On this recording Julian Steckel plays a cello by Andrea Guarneri (Cremona, 1685). When he’s not
performing, he lives in Berlin.


“Antje Weithaas is one of the great violinists of our time.” FonoForum
Brimful of energy, Antje Weithaas brings her compelling musical intelligence and technical mastery to
every detail of the music. Her charisma and stage presence are captivating, but never overshadow the
works themselves. She has a wide-ranging repertoire that includes the great concertos by Mozart,
Beethoven and Schumann, new works such as Jörg Widmann’s Violin Concerto, modern classics
by Shostakovich, Prokofiev, Ligeti and Gubaidulina, and lesser performed concertos by Hartmann,
Britten and Schoeck.
With her enthusiasm, Antje Weithaas inspires the musicians around her, and she is thus much in demand for
“play-conduct” projects with international chamber orchestras. For almost a decade as artistic director
of the Camerata Bern, she was responsible for that ensemble’s musical profile, and from the concertmaster’s
music desk she even conducted large-scale works, including Beethoven symphonies. She will
likewise be making appearances with the Swedish Chamber Orchestra, the Norwegian Chamber Orchestra,
the Academy of Taiwan Strings, the Orquesta Da Camera Barcelona and Potsdam Chamber Academy.
Her greatest passion has always been for chamber music. For decades, Antje Weithaas has been
blazing a remarkable trail through the chamber music scene, with numerous CD releases to her
name and countless appearances with musician colleagues whom she counts as close friends. In
May 2018, audiences who attended Schwetzingen Festival were able to admire her artistic versatility
as that year’s chosen Artist in Residence.
Antje Weithaas began playing the violin at the age of four and later studied at the Hanns Eisler Academy
of Music in Berlin with Professor Werner Scholz.

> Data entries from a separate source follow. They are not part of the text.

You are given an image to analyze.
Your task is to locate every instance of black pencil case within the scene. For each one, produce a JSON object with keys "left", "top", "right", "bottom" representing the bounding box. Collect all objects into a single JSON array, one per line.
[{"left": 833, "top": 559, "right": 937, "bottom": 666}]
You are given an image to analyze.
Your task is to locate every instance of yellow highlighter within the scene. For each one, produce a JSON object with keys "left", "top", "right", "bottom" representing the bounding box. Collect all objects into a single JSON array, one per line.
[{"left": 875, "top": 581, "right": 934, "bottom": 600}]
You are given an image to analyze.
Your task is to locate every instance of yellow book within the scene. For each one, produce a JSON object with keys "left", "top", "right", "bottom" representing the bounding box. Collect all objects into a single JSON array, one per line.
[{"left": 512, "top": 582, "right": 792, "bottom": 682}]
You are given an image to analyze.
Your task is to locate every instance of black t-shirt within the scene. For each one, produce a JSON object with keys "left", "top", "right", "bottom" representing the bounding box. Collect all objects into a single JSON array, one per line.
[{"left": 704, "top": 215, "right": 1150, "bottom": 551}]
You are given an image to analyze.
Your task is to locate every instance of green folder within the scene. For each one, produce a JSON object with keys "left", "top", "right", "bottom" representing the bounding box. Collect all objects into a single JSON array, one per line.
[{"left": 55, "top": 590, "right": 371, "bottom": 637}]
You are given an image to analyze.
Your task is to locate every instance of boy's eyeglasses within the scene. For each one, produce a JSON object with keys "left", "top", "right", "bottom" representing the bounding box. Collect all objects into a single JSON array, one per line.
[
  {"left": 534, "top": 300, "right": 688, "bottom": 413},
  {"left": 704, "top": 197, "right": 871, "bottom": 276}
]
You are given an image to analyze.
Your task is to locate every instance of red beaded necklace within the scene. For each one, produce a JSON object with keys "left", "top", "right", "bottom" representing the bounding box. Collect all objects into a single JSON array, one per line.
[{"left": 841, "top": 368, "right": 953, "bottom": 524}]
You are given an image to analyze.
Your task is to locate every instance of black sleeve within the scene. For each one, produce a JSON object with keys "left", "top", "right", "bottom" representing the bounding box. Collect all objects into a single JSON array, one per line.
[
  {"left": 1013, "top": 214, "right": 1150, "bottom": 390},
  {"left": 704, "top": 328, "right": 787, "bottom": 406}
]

She won the Kreisler Competition in Graz in 1987 and
the Bach Competition in Leipzig in 1988, as well as the Hanover International Violin Competition in 1991.
After teaching at the Berlin University of the Arts, Antje Weithaas was appointed professor of violin at the
Hanns Eisler Academy of Music in 2004. She plays on a 2001 Peter Greiner violin.


Born in 1970, Paul Rivinius received his first piano lessons at the age of five. His first teachers
were Gustaf Grosch in Munich and Alexander Sellier, Walter Blankenheim and Nerine Barrett at the
Saarbrücken College of Music. He continued his piano studies with Raymund Havenith and Gerhard
Oppitz at the Munich College of Music, where he graduated with distinction in 1998.
For many years Paul Rivinius was a member of the German National Youth Orchestra and of the
Gustav Mahler Youth Orchestra under Claudio Abbado.
He also enjoyed considerable success with the Clemente Trio, an ensemble founded in 1986: the trio
won the prestigious ARD Competition in Munich in 1998 and was subsequently selected as a „Rising
Star“ ensemble, resulting in guest appearances in the ten most important concert halls in the world,
including the Carnegie Hall in New York and the Wigmore Hall in London.
He also plays alongside his brothers in the Rivinius Piano Quartet, and since 2004 he has been the
pianist of the Mozart Piano Quartet, which performs throughout Europe, North and South America.
Paul Rivinius taught for many years as a professor of chamber music at the Hanns Eisler Academy
of Music in Berlin; he now lives as a freelance pianist in Munich.